Possible Side effects

So far, lion’s mane mushrooms appear safe for most people. In Asia, people consume it in moderate amounts and  they haven’t reported any risks.

However, it’s unknown whether the derived supplements are safe and effective, given the lack of human studies. For now, no entity regulates them like other food and pharmaceutical products.

There’s some concern among patients with allergies and asthma, as it’s believed to worsen their symptoms. Therefore, it’s best to avoid consumption when suffering from these conditions.

Specialists also advise pregnant women, nursing mothers, and children to stay far away from these mushrooms. In case of diagnosed diseases, it’s best to consult a doctor.

Uses in cuisine

In Asian cuisine, lion’s mane mushrooms are cooked until the outer layer is crisp. This prevents the taste from being bitter.

In the West, supplements of this product are becoming increasingly popular. Right now, you can find them in capsules, liquids, tablets, and powder.

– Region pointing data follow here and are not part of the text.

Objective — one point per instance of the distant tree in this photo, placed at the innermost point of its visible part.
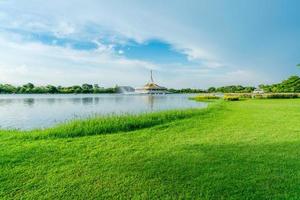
(211, 89)
(29, 85)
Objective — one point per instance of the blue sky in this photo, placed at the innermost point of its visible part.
(192, 43)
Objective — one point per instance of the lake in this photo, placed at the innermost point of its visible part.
(39, 110)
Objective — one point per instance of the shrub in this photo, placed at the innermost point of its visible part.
(231, 98)
(204, 97)
(240, 95)
(276, 96)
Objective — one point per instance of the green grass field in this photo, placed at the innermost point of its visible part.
(232, 150)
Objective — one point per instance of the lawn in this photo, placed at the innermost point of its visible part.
(232, 150)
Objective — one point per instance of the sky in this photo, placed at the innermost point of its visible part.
(191, 43)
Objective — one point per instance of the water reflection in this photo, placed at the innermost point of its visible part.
(35, 111)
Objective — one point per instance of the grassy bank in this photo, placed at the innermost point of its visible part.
(233, 150)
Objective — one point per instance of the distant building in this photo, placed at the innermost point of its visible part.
(152, 88)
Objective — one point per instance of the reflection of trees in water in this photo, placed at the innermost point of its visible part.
(150, 100)
(87, 100)
(29, 101)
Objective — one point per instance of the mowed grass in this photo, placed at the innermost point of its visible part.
(233, 150)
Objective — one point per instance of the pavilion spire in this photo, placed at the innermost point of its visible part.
(152, 77)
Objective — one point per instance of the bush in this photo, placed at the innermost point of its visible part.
(231, 98)
(276, 96)
(240, 95)
(204, 97)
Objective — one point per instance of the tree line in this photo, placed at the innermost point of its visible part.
(30, 88)
(291, 85)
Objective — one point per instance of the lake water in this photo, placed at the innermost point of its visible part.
(40, 111)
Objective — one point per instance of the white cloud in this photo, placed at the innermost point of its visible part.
(22, 62)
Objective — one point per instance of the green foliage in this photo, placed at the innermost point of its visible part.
(276, 96)
(235, 89)
(204, 97)
(231, 98)
(292, 84)
(30, 88)
(113, 124)
(186, 90)
(242, 150)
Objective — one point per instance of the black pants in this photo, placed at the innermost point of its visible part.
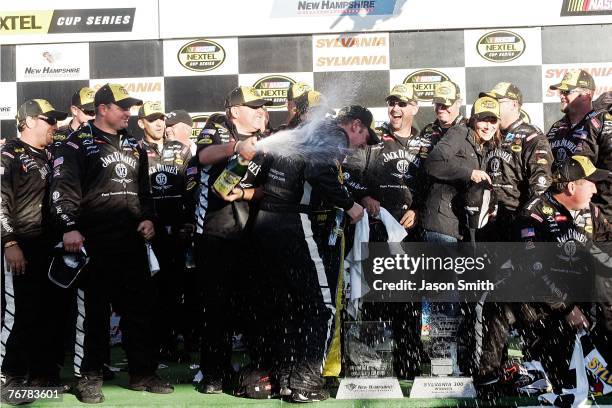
(405, 319)
(169, 282)
(220, 277)
(32, 319)
(124, 280)
(304, 291)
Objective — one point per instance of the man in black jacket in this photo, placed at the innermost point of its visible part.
(101, 200)
(297, 193)
(167, 162)
(28, 335)
(454, 162)
(584, 131)
(565, 216)
(447, 104)
(519, 167)
(219, 228)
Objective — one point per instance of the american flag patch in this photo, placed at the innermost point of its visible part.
(527, 232)
(537, 217)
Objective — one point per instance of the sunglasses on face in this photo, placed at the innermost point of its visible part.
(492, 120)
(566, 93)
(50, 121)
(401, 104)
(88, 112)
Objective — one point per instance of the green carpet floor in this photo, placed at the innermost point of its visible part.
(117, 395)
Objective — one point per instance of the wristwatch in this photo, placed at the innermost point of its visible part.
(10, 244)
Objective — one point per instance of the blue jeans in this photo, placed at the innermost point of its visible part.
(432, 236)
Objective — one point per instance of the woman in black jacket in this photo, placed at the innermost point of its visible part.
(454, 162)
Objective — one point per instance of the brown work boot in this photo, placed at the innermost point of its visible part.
(88, 389)
(150, 383)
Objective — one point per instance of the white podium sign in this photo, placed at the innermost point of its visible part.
(369, 388)
(443, 387)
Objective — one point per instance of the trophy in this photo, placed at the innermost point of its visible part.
(439, 337)
(368, 362)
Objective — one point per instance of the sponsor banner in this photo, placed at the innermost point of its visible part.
(148, 89)
(318, 8)
(520, 46)
(8, 100)
(281, 17)
(201, 57)
(350, 52)
(553, 74)
(52, 62)
(586, 7)
(64, 23)
(425, 79)
(273, 87)
(530, 112)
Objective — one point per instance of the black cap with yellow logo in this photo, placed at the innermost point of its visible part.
(296, 90)
(485, 107)
(151, 111)
(35, 107)
(504, 90)
(446, 93)
(117, 94)
(575, 78)
(579, 168)
(403, 92)
(245, 95)
(83, 99)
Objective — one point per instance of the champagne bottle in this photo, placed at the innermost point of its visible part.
(232, 174)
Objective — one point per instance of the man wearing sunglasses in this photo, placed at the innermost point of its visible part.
(29, 333)
(82, 110)
(220, 229)
(393, 180)
(584, 131)
(519, 167)
(167, 162)
(101, 200)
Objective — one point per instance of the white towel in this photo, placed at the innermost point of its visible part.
(355, 280)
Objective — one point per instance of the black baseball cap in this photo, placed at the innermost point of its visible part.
(247, 96)
(504, 90)
(575, 78)
(579, 168)
(446, 93)
(35, 107)
(485, 107)
(297, 89)
(151, 111)
(83, 99)
(178, 116)
(117, 94)
(361, 113)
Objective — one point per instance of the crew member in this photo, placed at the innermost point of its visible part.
(30, 341)
(583, 131)
(219, 227)
(167, 162)
(101, 200)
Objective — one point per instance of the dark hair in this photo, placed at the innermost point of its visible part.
(496, 140)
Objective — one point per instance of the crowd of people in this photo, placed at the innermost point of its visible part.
(94, 220)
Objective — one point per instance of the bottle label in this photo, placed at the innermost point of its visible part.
(226, 182)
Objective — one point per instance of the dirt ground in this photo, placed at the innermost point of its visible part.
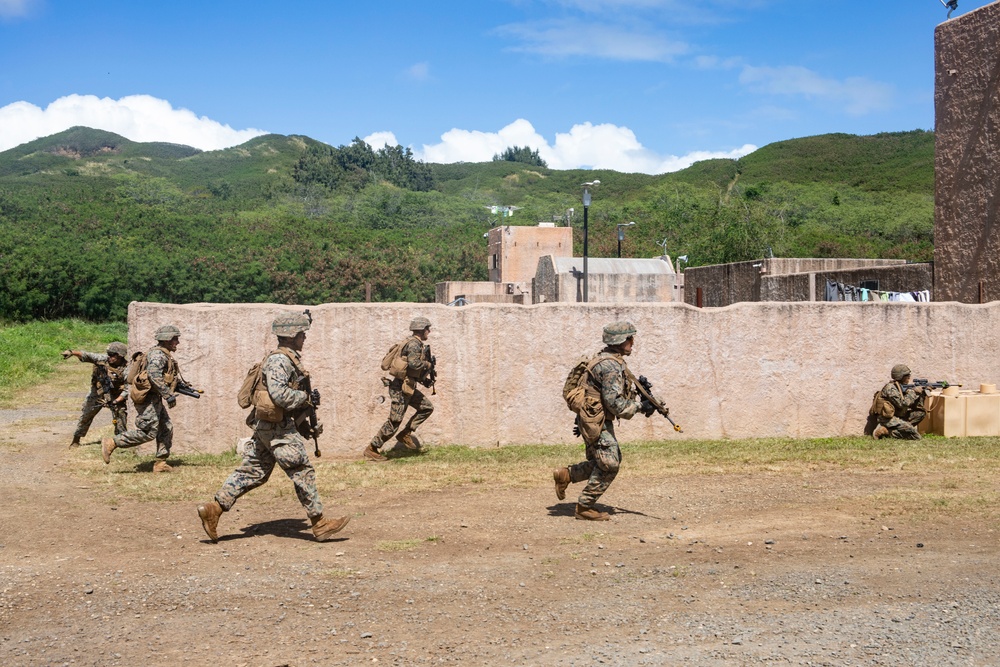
(717, 569)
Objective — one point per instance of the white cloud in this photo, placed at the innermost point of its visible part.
(135, 117)
(418, 71)
(569, 38)
(17, 8)
(586, 145)
(856, 95)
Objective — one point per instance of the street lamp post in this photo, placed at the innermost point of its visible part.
(586, 207)
(621, 234)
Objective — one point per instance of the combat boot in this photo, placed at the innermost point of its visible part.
(590, 514)
(324, 529)
(372, 454)
(561, 477)
(107, 446)
(210, 513)
(407, 440)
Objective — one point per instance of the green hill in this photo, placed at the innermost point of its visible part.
(90, 220)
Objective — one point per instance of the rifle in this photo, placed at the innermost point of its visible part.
(651, 404)
(430, 377)
(307, 427)
(184, 389)
(925, 385)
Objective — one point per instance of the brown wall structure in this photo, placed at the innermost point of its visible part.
(967, 157)
(747, 370)
(726, 284)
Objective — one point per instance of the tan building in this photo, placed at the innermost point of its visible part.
(513, 257)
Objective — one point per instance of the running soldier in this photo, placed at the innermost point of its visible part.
(609, 379)
(898, 411)
(154, 380)
(403, 392)
(107, 384)
(278, 406)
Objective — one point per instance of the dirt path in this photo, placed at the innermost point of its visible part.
(777, 568)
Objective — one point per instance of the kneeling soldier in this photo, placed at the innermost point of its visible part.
(276, 438)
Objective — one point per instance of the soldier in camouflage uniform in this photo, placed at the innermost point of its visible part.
(152, 419)
(107, 384)
(403, 393)
(618, 398)
(907, 407)
(278, 441)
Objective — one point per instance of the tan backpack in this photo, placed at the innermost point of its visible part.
(394, 362)
(253, 392)
(584, 400)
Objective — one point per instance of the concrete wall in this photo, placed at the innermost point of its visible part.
(514, 251)
(611, 280)
(796, 286)
(725, 284)
(967, 157)
(748, 370)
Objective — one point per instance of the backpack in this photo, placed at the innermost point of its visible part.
(394, 362)
(584, 400)
(253, 392)
(138, 378)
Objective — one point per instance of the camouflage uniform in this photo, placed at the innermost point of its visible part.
(276, 442)
(604, 456)
(909, 407)
(152, 419)
(417, 368)
(97, 397)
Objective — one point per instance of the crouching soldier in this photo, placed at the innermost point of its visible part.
(278, 404)
(107, 384)
(898, 411)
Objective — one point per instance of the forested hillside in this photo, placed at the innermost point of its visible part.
(90, 221)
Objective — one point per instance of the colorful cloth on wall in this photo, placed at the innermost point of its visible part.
(840, 292)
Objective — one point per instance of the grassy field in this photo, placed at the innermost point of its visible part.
(957, 474)
(29, 352)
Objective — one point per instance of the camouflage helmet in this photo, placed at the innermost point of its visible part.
(617, 333)
(419, 323)
(117, 348)
(287, 325)
(167, 332)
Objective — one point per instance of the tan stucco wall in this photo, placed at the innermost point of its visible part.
(967, 158)
(747, 370)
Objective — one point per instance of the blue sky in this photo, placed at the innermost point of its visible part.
(632, 85)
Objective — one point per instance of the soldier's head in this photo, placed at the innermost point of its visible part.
(290, 328)
(421, 327)
(900, 373)
(168, 336)
(116, 353)
(620, 336)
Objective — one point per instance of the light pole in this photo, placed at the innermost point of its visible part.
(586, 206)
(621, 234)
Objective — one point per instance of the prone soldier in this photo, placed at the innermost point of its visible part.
(107, 384)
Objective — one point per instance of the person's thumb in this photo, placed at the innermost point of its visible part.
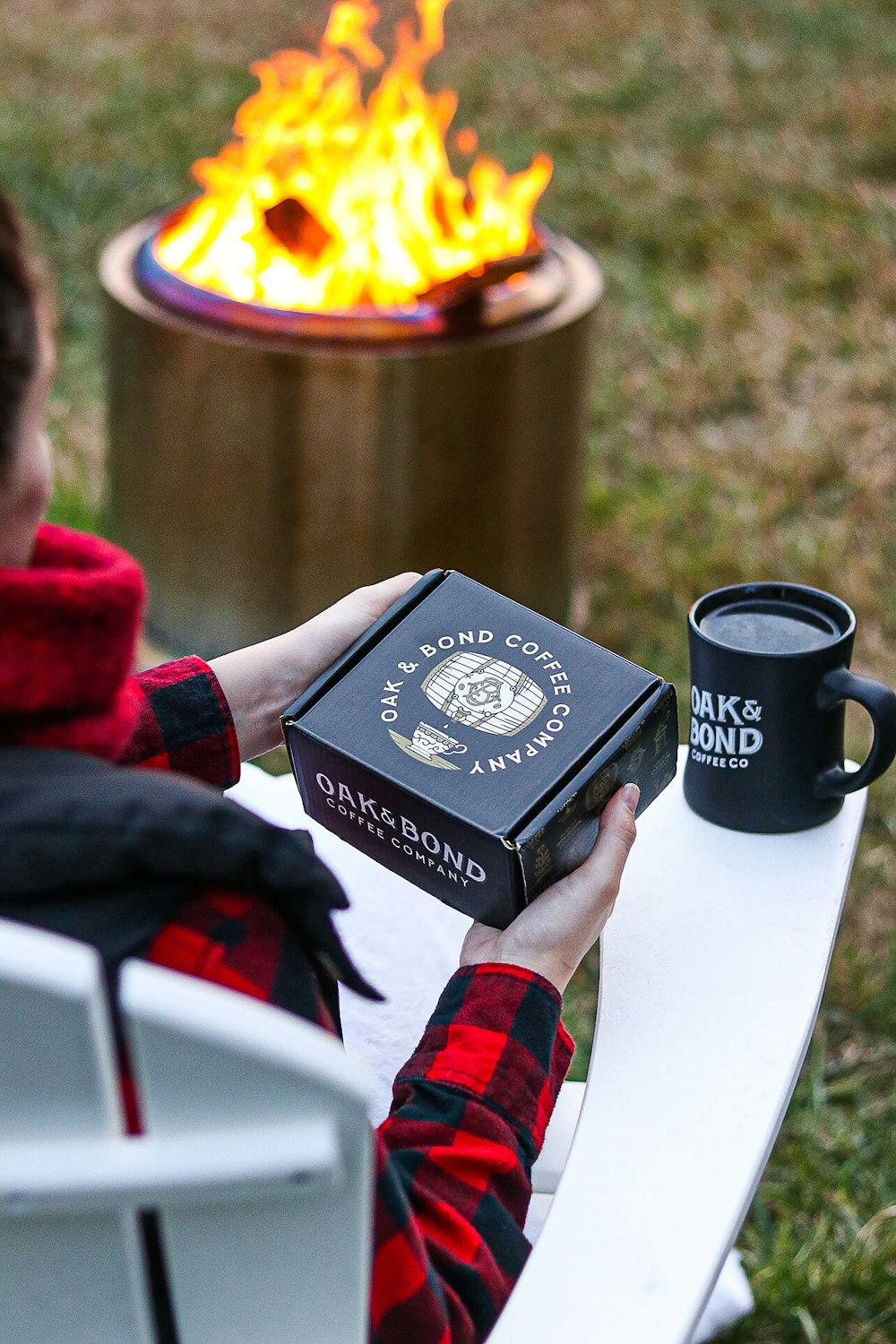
(616, 836)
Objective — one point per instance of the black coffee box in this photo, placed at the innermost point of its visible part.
(469, 745)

The dosage varies and you must follow the manufacturer’s instructions. Specialists recommended not exceeding this consumption, as this increases the risk of unwanted reactions.

What to remember about lion’s  mushrooms

Animal and test-tube research support many of the benefits attributed to lion’s mane mushrooms. However, we need more evidence is to support its use in humans. Therefore, extracts or supplements shouldn’t be a first-choice treatment for diseases.

In case of allergies or a history of asthma, it’s suggested to avoid consumption. It’s also advisable to consult a doctor before taking this type of remedy, especially if the person is taking other medications or if there’s a previous diagnosis of conditions.